Bitcoin (BTC) faces the prospect of hitting $ 47,500 to $ 50,000 based on the eerie similarity of its current trend to that of June through December 2019.
2019 bitcoin fractal
In detail, Bitcoin hit around $ 14,000 on June 26, 2019, before it was triggered for the remainder of the year due to the profit-taking stipulation and FUD triggered by the Bitcoin Cash hard fork, Facebook’s confrontation with regulators over its crypto Project Libra and then the threatening tone of US President Donald Trump and Treasury Secretary Steven Mnuchin on Bitcoin.
The flagship cryptocurrency crashed to nearly $ 6,500 in December 2019. In doing so, it caused its 50-day simple moving average (SMA) to fall below its 200-day SMA, a phenomenon that technical chartists refer to as the “death cross” and see what it is like formation as a sign of an impending one Clearance sale.

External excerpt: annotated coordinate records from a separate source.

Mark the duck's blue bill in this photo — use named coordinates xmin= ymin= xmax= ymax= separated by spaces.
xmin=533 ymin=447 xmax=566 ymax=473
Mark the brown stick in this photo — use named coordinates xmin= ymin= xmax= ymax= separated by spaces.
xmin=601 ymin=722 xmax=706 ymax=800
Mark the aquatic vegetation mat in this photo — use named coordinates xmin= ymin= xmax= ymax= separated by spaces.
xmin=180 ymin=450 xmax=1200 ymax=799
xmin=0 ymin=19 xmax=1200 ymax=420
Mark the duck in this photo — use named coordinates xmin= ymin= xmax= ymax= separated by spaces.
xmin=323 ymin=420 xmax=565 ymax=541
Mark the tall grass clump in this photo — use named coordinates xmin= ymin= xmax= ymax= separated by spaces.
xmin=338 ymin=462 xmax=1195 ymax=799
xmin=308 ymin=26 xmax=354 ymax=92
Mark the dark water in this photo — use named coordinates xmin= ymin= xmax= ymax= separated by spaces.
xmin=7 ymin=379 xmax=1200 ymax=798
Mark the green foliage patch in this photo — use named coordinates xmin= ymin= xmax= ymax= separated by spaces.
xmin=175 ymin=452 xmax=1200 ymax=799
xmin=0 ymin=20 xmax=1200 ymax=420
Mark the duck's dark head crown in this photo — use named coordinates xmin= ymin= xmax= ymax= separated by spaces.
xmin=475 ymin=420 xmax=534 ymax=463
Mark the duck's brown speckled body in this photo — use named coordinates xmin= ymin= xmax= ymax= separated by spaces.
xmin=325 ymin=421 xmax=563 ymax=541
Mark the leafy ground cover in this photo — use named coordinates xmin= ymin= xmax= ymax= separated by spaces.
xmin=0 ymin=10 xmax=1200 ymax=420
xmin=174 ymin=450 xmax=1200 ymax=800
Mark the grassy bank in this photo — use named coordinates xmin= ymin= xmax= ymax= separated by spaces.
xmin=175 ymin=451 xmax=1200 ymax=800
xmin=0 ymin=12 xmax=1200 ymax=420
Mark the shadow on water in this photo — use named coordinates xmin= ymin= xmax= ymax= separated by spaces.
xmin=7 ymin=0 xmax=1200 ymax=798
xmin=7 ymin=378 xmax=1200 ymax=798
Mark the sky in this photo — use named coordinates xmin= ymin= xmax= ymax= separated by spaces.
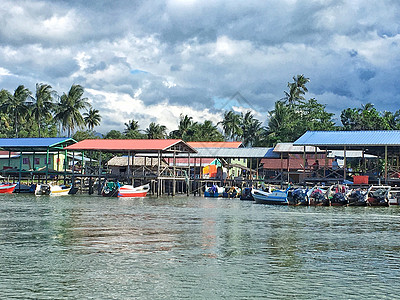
xmin=0 ymin=0 xmax=400 ymax=133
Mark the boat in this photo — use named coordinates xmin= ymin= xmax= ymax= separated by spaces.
xmin=118 ymin=184 xmax=150 ymax=197
xmin=204 ymin=184 xmax=225 ymax=198
xmin=388 ymin=187 xmax=400 ymax=205
xmin=240 ymin=187 xmax=254 ymax=201
xmin=307 ymin=186 xmax=327 ymax=206
xmin=14 ymin=182 xmax=36 ymax=194
xmin=251 ymin=189 xmax=289 ymax=205
xmin=324 ymin=184 xmax=349 ymax=206
xmin=0 ymin=183 xmax=17 ymax=194
xmin=287 ymin=188 xmax=308 ymax=206
xmin=35 ymin=183 xmax=71 ymax=196
xmin=347 ymin=189 xmax=367 ymax=206
xmin=367 ymin=185 xmax=391 ymax=206
xmin=222 ymin=186 xmax=242 ymax=198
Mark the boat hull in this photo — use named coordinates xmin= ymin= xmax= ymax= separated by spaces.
xmin=252 ymin=190 xmax=289 ymax=205
xmin=0 ymin=184 xmax=17 ymax=194
xmin=118 ymin=184 xmax=150 ymax=198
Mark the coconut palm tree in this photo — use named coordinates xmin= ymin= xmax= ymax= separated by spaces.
xmin=285 ymin=75 xmax=310 ymax=106
xmin=31 ymin=83 xmax=55 ymax=137
xmin=55 ymin=84 xmax=90 ymax=137
xmin=145 ymin=122 xmax=167 ymax=139
xmin=241 ymin=111 xmax=262 ymax=147
xmin=83 ymin=108 xmax=101 ymax=130
xmin=1 ymin=85 xmax=31 ymax=137
xmin=218 ymin=111 xmax=243 ymax=139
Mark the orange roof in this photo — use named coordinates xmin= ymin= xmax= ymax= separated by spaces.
xmin=187 ymin=142 xmax=242 ymax=148
xmin=65 ymin=139 xmax=196 ymax=153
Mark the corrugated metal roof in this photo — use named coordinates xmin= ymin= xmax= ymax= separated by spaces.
xmin=328 ymin=150 xmax=376 ymax=158
xmin=66 ymin=139 xmax=196 ymax=153
xmin=107 ymin=156 xmax=167 ymax=167
xmin=187 ymin=142 xmax=242 ymax=148
xmin=293 ymin=130 xmax=400 ymax=146
xmin=184 ymin=147 xmax=280 ymax=158
xmin=274 ymin=143 xmax=325 ymax=153
xmin=0 ymin=137 xmax=76 ymax=151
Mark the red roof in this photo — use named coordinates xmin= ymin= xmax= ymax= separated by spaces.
xmin=261 ymin=158 xmax=333 ymax=170
xmin=164 ymin=157 xmax=215 ymax=167
xmin=65 ymin=139 xmax=196 ymax=153
xmin=187 ymin=142 xmax=242 ymax=148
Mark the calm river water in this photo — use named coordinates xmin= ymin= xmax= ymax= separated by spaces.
xmin=0 ymin=195 xmax=400 ymax=299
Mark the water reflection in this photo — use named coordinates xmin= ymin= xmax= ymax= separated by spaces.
xmin=0 ymin=195 xmax=400 ymax=299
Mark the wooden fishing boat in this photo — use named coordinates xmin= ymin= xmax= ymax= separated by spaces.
xmin=367 ymin=185 xmax=391 ymax=206
xmin=118 ymin=184 xmax=150 ymax=197
xmin=35 ymin=183 xmax=71 ymax=196
xmin=204 ymin=185 xmax=225 ymax=198
xmin=251 ymin=189 xmax=289 ymax=205
xmin=240 ymin=187 xmax=254 ymax=201
xmin=0 ymin=183 xmax=17 ymax=194
xmin=307 ymin=186 xmax=327 ymax=206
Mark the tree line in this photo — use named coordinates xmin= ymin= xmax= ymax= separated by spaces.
xmin=0 ymin=75 xmax=400 ymax=147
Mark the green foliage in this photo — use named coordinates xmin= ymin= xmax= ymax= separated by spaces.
xmin=104 ymin=129 xmax=125 ymax=140
xmin=340 ymin=103 xmax=400 ymax=130
xmin=145 ymin=122 xmax=167 ymax=139
xmin=72 ymin=130 xmax=100 ymax=142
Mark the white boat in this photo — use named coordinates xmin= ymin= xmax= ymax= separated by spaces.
xmin=118 ymin=184 xmax=150 ymax=197
xmin=35 ymin=183 xmax=71 ymax=196
xmin=251 ymin=189 xmax=289 ymax=205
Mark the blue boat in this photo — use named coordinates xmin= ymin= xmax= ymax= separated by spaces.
xmin=251 ymin=189 xmax=289 ymax=205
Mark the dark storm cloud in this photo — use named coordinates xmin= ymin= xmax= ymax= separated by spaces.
xmin=0 ymin=0 xmax=400 ymax=132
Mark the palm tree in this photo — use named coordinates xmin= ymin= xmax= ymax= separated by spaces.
xmin=55 ymin=84 xmax=90 ymax=137
xmin=285 ymin=75 xmax=310 ymax=106
xmin=145 ymin=122 xmax=167 ymax=139
xmin=124 ymin=120 xmax=139 ymax=134
xmin=83 ymin=108 xmax=101 ymax=130
xmin=242 ymin=111 xmax=262 ymax=147
xmin=31 ymin=83 xmax=55 ymax=137
xmin=1 ymin=85 xmax=31 ymax=137
xmin=218 ymin=110 xmax=243 ymax=139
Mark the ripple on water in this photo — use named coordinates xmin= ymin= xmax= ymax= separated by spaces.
xmin=0 ymin=195 xmax=400 ymax=299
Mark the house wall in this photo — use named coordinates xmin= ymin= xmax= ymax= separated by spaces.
xmin=0 ymin=153 xmax=65 ymax=171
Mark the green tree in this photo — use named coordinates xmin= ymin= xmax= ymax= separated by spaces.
xmin=1 ymin=85 xmax=31 ymax=137
xmin=218 ymin=111 xmax=243 ymax=140
xmin=145 ymin=122 xmax=167 ymax=139
xmin=55 ymin=84 xmax=90 ymax=137
xmin=285 ymin=75 xmax=310 ymax=106
xmin=104 ymin=129 xmax=125 ymax=140
xmin=187 ymin=120 xmax=224 ymax=142
xmin=72 ymin=130 xmax=100 ymax=142
xmin=31 ymin=83 xmax=55 ymax=137
xmin=241 ymin=111 xmax=264 ymax=147
xmin=83 ymin=108 xmax=101 ymax=130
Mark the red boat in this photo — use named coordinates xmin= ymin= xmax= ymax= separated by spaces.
xmin=0 ymin=183 xmax=17 ymax=194
xmin=118 ymin=184 xmax=150 ymax=197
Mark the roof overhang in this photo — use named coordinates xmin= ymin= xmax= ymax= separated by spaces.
xmin=66 ymin=139 xmax=197 ymax=153
xmin=0 ymin=138 xmax=76 ymax=152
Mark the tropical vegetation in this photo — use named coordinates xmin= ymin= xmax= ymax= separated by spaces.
xmin=0 ymin=75 xmax=400 ymax=147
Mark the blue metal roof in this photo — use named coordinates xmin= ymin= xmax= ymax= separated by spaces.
xmin=293 ymin=130 xmax=400 ymax=146
xmin=0 ymin=137 xmax=76 ymax=150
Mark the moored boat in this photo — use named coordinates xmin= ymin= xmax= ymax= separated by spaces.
xmin=251 ymin=189 xmax=289 ymax=205
xmin=35 ymin=183 xmax=71 ymax=196
xmin=367 ymin=185 xmax=391 ymax=206
xmin=240 ymin=187 xmax=254 ymax=201
xmin=118 ymin=184 xmax=150 ymax=197
xmin=0 ymin=183 xmax=17 ymax=194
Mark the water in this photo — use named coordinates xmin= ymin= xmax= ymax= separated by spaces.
xmin=0 ymin=194 xmax=400 ymax=299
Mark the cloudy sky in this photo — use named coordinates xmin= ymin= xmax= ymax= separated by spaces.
xmin=0 ymin=0 xmax=400 ymax=133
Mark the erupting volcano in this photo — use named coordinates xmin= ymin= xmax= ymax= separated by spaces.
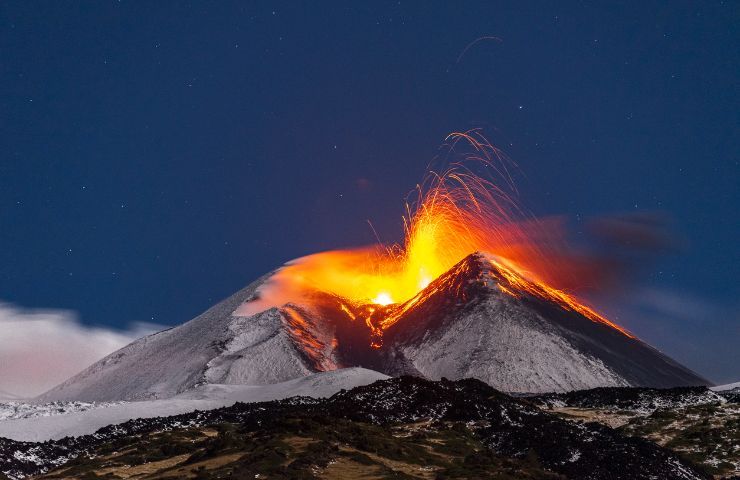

At the same time, however, the Bitcoin bulls kept the price above the 50-week SMA. The cryptocurrency’s one-day chart showed the bears’ attempts to push the price below its 50-week SMA. But cops bought these dips every time.
Deliberate buys near the 50-week SMA later resulted in a strong upward rally towards the 61.8% Fib level, which was a drop-down Fibonacci retracement chart that swung from around the $ 14,000 swing -Highly pulled to about $ 6,500 swing low.
The 2019 fractal also illustrated at least two bullish divergence scenarios in which Bitcoin price made lower lows while its daily relative strength indicator, a price momentum oscillator, made lower highs. It indicated weakness in the prevailing bearish momentum. And as it turned out, the price went up later.
In 2021, Bitcoin reconstructed the 2019 halfway scenario. Initially, the cryptocurrency correction from its record high of nearly $ 65,000 landed on the exact same 50-week SMA support of around $ 30,000. At the same time, moving it down enabled a death cross setup.
Bitcoin’s price movement over the past week also indicated a bullish divergence scenario, as shown in the chart below.
TradingShot, a market analysis platform, found that a bullish divergence formation combined with a rebound from the 50-week SMA support pushed Bitcoin prices back to the 61.8% Fib level on the current Fibonacci retracement graph from top to bottom could bring.
“Support for the 1W MA50 is critical as it is achieved even though Bitcoin is at lower lows (LL) while the 1D RSI is at higher lows (HL),” he explained.
“This is a bullish divergence and was also observed in October and late November through early December 2019. This divergence was sufficient to initiate the rebound to the Fibonacci retracement level at 0.618.”
On a chart provided by TradingShot, the 61.8% Fib level appeared at $ 47,500. Meanwhile, the other chart above showed the profit target near $ 50,000.
The statements came as Bitcoin closed the second quarter with a 41% loss and recorded its worst declines since the 43% sell-off in the fourth quarter of 2018. The recent decline in cryptocurrency was due to a spate of negative fundamentals, including China’s crackdown on the crypto industry, global regulators tightening their scrutiny, and Elon Musk’s anti-bitcoin tweets.
Meanwhile, demand for Bitcoin also declined following the Federal Reserve’s restrictive tone. The US Federal Reserve announced that it could hike its key rates through the end of 2023 to contain inflationary pressures, coinciding with a fall in BTC / USD rates on June 16 and beyond.
Despite strong headwinds, Bitcoin managed to hover above $ 30,000, a level of psychological support, and is currently back above $ 35,000. However, the equally strong resistance level at $ 40,000 keeps the short-term bearish bias of the cryptocurrency intact.
“It is believed that the longer we forego a $ 40,000 grip, the support will eventually collapse and give way to a sharp move toward $ 20,000,” said Fawad Razaqzada, an analyst at ThinkMarkets, the Wall Street Journal and noted that Bitcoin is left at the crossroads in the third quarter.
“Has all of the negative fundamentals been priced in? We can’t be sure, but if so, the bullish divergence of the 1D RSI is definitely showing something.”